Она запросто может снять ее всего одним движением.

Я чувствую, как она словно стоит на распутье, принимая решение, и нерешительно замирает подо мной.

— Люк. Погоди. Остановись.

Я перестаю двигаться и закрываю глаза, лицом прижавшись к ее шее.

Нет. Пожалуйста.

Держа в кулаках мою футболку, Лондон отталкивает меня от себя. Мое сердце может связать само себя в узел — напряжение в нем еще более невыносимое, чем в теле.

— Мы не можем, — сдавленно выдохнув, говорит она. — Не должны.

Оттолкнувшись руками, я сажусь на пятки и смотрю, как она поднимается на ноги.

— Извини, — отвечаю я. И я совершенно серьезен. Знал ведь, что она не так ко мне относится, как я к ней, но продолжал напирать.

— Нет, ты меня извини. Это все я.

Лондон протягивает мне руку, но я отмахиваюсь и встаю.

— М-да, стало неловко, — тихо застонав, говорю я.

— Да нет… — со смехом отвечает она, но это явно означает да.

Я не знаю, что теперь делать. Смотрю в сторону, чувствуя ее дискомфорт и захлебываясь в нем.

Потом мы одновременно оборачиваемся друг на друга.

— Думаешь, стоит поговорить о… — начав, замолкаю я.

— Э-э. Нет, — напугавшись, отвечает она. — Это была минутная слабость, которой больше не повторится.

Минутная слабость? То есть она как бы это хотела?

— Но что, если я хочу поговорить?

— Ну о чем тут говорить? — она беспомощно пожимает плечами.

— Просто… — я пытаюсь собраться с мыслями и сажусь на диван. — Ладно. Послушай. Несмотря на то, что мы договорились оставаться только друзьями, сам факт, что мы переспали, так и будет присутствовать между нами. Каждую секунду, что мы вместе, я это чувствую, и я бы соврал, если бы утверждал обратное.

— Я решила, что ты как никто другой можешь притвориться, будто ничего не произошло, — подшучивает она, но шутка не удалась.

Это пиздец как больно, и я не прячу это со своего лица.

— Ну, ты ошиблась.

Она кивает.

— Хорошо. Прости.

— Знаю, ты считаешь меня безнадежным блядуном — и, наверное, я заслуживаю это — но я был всего с одним человеком, с тех пор как мы с тобой…

— Люк, но ведь прошел целый месяц.

Я издаю смешок.

— О да, и когда-нибудь я расскажу тебе, насколько это жутко и смешно, — она начинает спрашивать, но я ее перебиваю: — Знаешь, я пытаюсь начать новую жизнь.

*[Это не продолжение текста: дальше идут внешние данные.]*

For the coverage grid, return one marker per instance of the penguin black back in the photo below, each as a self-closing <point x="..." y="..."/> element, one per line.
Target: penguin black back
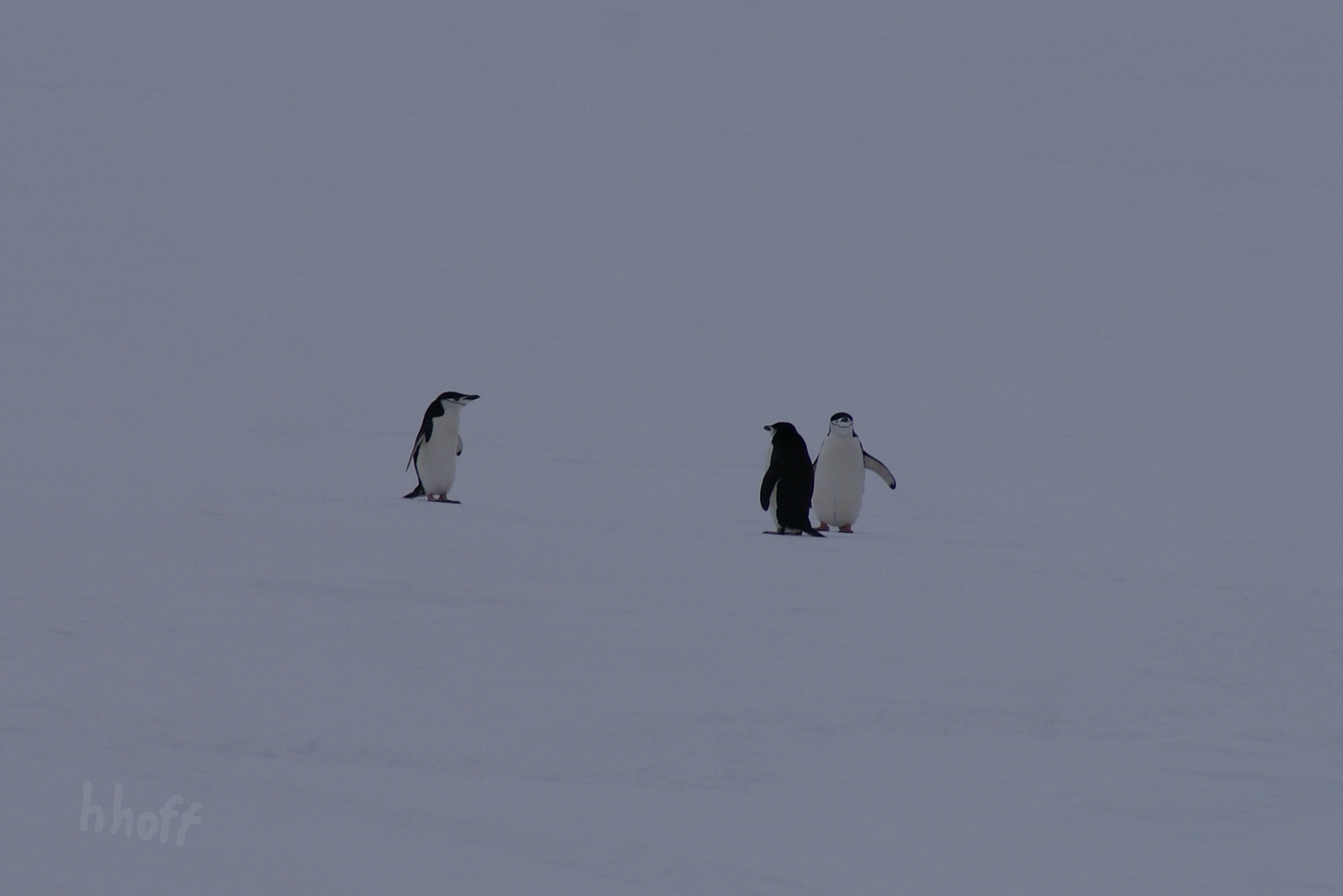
<point x="789" y="480"/>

Что требует таких размышлений, какие для меня совсем не привычны… — я делаю паузу, чувствуя, что должен предоставить ей возможность вставить тут что-нибудь остроумное, но к моему облегчению она молчит.

Потом садится рядом со мной на диван и слушает.

— Но вот в чем дело, — продолжаю я. — Четыре года назад я был влюблен в Миа. Думал, что мы вместе навсегда. Знаю, я был наивен, потому что так не бывает, но когда наши отношения закончились, это было очень тяжело. Понимаешь, мы же были вместе со средних классов. И потом я уже не хотел отдавать столько эмоций кому попало. Поначалу я считал себя… — я смотрю по сторонам, подыскивая слова, — не знаю, ну, будто я ей изменил, будто позволил что-то почувствовать по отношению к кому-то другому, хотя на тот момент мы с Миа уже расстались. А потом череда девушек и никаких обязательств стали таким облегчением… Это ведь означало, что прощания будут легче. И я привык. Это ощущалось качественным изменением. И я не хочу сказать, будто ненавидел себя, нет. Но оглядываясь назад, понимаю, что больше так совсем не хочу.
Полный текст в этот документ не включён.